A principal of a top private school told the Royal Commission into child abuse that the sensationalist tendencies of the media are a “strong disincentive” for principals to report abuse allegations, Sky News reported.
The comments were made by The King’s School principal, Dr Timothy Hawkes, as he responded to suggestions that his failure to report an indecent assault was influenced by his concern for the school’s reputation.
David Lloyd, the counsel assisting the Commission, referred to an email from Hawkes to other private school heads about his attitude to reporting abuse following negative media reports about sex abuse allegations at Trinity Grammar School in 2000.
In the email tendered to the commission, he wrote:
“If in reporting an incident, it means the broad flapping ears of the press will be allowed to sensationalise the case on the front page of their newspapers, then this will be a very strong disincentive to report anything,” he wrote.

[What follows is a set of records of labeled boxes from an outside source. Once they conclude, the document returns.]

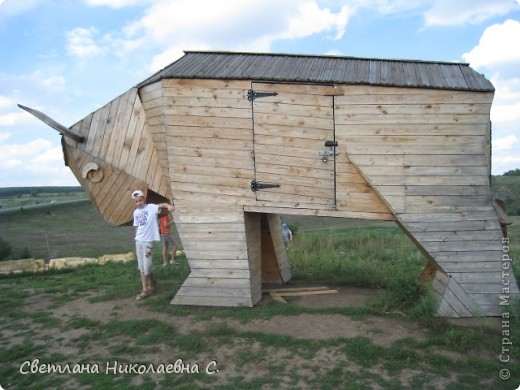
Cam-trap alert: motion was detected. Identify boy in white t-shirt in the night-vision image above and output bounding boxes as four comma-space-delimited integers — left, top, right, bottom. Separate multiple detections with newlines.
132, 190, 175, 301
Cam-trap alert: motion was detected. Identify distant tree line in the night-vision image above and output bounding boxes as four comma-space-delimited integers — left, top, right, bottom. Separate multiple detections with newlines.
0, 186, 83, 197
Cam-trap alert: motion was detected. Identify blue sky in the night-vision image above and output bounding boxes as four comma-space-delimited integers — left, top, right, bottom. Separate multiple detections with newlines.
0, 0, 520, 187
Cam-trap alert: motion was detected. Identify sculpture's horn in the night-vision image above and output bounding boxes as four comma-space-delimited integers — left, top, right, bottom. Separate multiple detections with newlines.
18, 104, 85, 142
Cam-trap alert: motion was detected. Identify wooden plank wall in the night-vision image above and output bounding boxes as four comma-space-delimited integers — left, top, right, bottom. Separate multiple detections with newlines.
335, 86, 518, 317
156, 79, 261, 306
171, 204, 262, 307
158, 79, 254, 205
65, 88, 171, 225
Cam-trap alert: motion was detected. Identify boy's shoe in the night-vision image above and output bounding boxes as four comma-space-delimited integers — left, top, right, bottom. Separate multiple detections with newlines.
135, 290, 151, 301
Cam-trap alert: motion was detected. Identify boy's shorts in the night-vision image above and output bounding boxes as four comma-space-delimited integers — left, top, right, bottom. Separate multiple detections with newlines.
161, 234, 177, 248
135, 241, 153, 275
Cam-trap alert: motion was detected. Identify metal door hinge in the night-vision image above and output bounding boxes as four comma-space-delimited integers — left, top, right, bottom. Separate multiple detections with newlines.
251, 180, 280, 192
247, 89, 278, 102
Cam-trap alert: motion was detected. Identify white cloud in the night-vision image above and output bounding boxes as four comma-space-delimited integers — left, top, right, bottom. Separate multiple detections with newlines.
124, 0, 353, 71
66, 27, 105, 59
493, 135, 520, 151
278, 2, 351, 39
86, 0, 150, 9
462, 20, 520, 68
424, 0, 518, 26
0, 137, 78, 187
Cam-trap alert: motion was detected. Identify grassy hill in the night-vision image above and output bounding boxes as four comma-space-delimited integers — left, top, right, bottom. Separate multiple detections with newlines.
492, 176, 520, 215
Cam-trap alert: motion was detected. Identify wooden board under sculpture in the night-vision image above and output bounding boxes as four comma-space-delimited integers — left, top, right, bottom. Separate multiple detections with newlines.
22, 52, 519, 317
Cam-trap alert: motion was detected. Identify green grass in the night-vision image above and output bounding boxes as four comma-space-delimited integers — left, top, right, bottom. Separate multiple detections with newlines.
0, 204, 520, 390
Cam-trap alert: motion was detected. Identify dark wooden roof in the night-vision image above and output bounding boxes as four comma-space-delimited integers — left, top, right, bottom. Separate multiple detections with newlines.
137, 51, 494, 92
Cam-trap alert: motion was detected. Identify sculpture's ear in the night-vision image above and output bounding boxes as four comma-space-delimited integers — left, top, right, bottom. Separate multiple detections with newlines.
18, 104, 85, 142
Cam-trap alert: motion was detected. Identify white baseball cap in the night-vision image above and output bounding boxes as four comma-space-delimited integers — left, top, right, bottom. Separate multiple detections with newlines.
132, 190, 144, 199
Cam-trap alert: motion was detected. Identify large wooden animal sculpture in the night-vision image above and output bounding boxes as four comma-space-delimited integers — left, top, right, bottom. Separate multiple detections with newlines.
19, 52, 519, 317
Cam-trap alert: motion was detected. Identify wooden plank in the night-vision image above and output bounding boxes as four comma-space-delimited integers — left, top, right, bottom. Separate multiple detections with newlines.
252, 83, 335, 96
162, 78, 251, 90
277, 290, 338, 297
99, 97, 121, 164
91, 102, 112, 160
346, 143, 486, 155
336, 122, 488, 137
170, 291, 253, 307
334, 114, 489, 125
403, 185, 491, 197
162, 86, 247, 101
162, 115, 251, 129
269, 292, 287, 303
190, 268, 250, 279
165, 96, 251, 109
262, 286, 329, 295
334, 85, 493, 104
244, 203, 394, 221
253, 112, 333, 130
182, 274, 250, 289
162, 105, 251, 121
334, 102, 491, 115
168, 126, 253, 140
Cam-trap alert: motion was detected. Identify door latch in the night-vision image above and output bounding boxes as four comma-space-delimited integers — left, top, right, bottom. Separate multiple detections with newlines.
320, 141, 339, 162
251, 180, 280, 192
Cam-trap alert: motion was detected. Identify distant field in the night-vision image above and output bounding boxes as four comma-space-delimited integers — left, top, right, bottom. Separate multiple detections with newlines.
0, 187, 88, 210
492, 176, 520, 215
0, 200, 134, 259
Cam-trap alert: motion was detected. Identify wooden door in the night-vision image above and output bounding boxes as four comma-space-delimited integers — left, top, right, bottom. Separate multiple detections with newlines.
249, 83, 336, 210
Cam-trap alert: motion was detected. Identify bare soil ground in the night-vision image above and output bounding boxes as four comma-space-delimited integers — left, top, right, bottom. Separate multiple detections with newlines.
10, 285, 502, 389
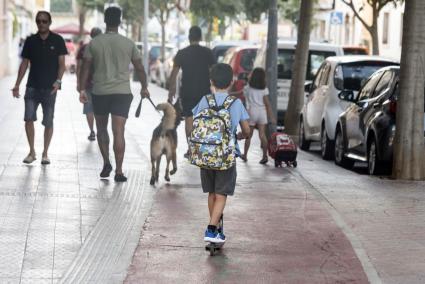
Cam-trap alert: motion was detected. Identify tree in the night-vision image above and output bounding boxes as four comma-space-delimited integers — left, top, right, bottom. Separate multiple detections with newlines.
149, 0, 177, 60
285, 0, 314, 136
393, 0, 425, 180
190, 0, 243, 41
77, 0, 107, 38
118, 0, 145, 41
242, 0, 269, 23
341, 0, 403, 55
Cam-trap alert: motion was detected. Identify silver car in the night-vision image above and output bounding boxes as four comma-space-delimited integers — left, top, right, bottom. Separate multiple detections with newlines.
299, 55, 399, 160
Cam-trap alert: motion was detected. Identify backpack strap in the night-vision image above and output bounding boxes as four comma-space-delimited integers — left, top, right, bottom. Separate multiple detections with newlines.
223, 95, 237, 110
205, 94, 217, 108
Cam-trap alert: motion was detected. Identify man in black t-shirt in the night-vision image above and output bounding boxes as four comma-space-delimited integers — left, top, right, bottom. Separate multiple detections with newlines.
168, 26, 215, 157
12, 11, 67, 165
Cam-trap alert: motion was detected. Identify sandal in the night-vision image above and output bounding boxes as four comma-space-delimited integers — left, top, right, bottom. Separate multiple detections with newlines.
22, 154, 37, 164
100, 164, 112, 178
114, 174, 127, 182
41, 157, 50, 165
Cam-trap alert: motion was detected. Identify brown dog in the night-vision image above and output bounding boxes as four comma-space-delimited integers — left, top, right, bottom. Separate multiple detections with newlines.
150, 103, 181, 185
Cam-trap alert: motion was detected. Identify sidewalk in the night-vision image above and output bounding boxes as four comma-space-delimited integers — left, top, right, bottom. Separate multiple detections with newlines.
0, 76, 425, 283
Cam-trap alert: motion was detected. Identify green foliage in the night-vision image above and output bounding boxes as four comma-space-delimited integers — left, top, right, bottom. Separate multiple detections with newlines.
190, 0, 243, 22
50, 0, 72, 13
242, 0, 269, 23
279, 0, 301, 25
76, 0, 108, 12
118, 0, 145, 24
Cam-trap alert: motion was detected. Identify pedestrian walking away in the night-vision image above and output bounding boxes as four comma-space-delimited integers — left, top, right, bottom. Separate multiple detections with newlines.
168, 26, 215, 157
241, 68, 276, 164
79, 7, 149, 182
190, 63, 250, 243
76, 28, 102, 141
12, 11, 67, 165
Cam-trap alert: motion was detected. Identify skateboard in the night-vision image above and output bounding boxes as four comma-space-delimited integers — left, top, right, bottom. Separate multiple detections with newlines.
205, 242, 224, 256
205, 215, 224, 256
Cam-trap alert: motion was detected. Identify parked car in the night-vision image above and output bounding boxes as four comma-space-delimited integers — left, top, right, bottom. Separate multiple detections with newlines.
299, 55, 398, 160
212, 40, 252, 63
342, 46, 369, 55
254, 40, 344, 124
335, 66, 425, 175
223, 46, 258, 101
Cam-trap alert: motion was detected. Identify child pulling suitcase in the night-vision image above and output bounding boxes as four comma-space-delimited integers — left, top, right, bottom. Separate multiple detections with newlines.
268, 132, 297, 168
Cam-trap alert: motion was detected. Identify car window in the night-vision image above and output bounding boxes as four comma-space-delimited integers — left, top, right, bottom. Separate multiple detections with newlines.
320, 64, 331, 86
223, 49, 234, 64
277, 48, 336, 81
306, 50, 336, 80
334, 61, 395, 91
241, 49, 257, 72
372, 71, 392, 97
358, 72, 382, 101
312, 63, 326, 90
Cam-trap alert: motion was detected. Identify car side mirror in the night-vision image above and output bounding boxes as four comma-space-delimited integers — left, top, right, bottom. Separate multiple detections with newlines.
238, 72, 248, 81
304, 82, 313, 94
338, 90, 354, 102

“No threats from legal quarters will come close to persuading a head that it is worth reporting something if this is the reward they are going to reap.”
Dr Hawkes said he still stood by his comments in the email. However, when asked if he had the same concerns about adverse publicity 13 years later in relation to the abused student, Dr Hawkes replied: “No, I did not.”
“Let's try and make sure that things that are reported to the police and DoCs [now Family and Community Services] are then not passed on possibly to the media – that was my point there,” he said.
Hearings into the school have now concluded, with the inquiry set to examine Shalom Christian College, Queensland later this week.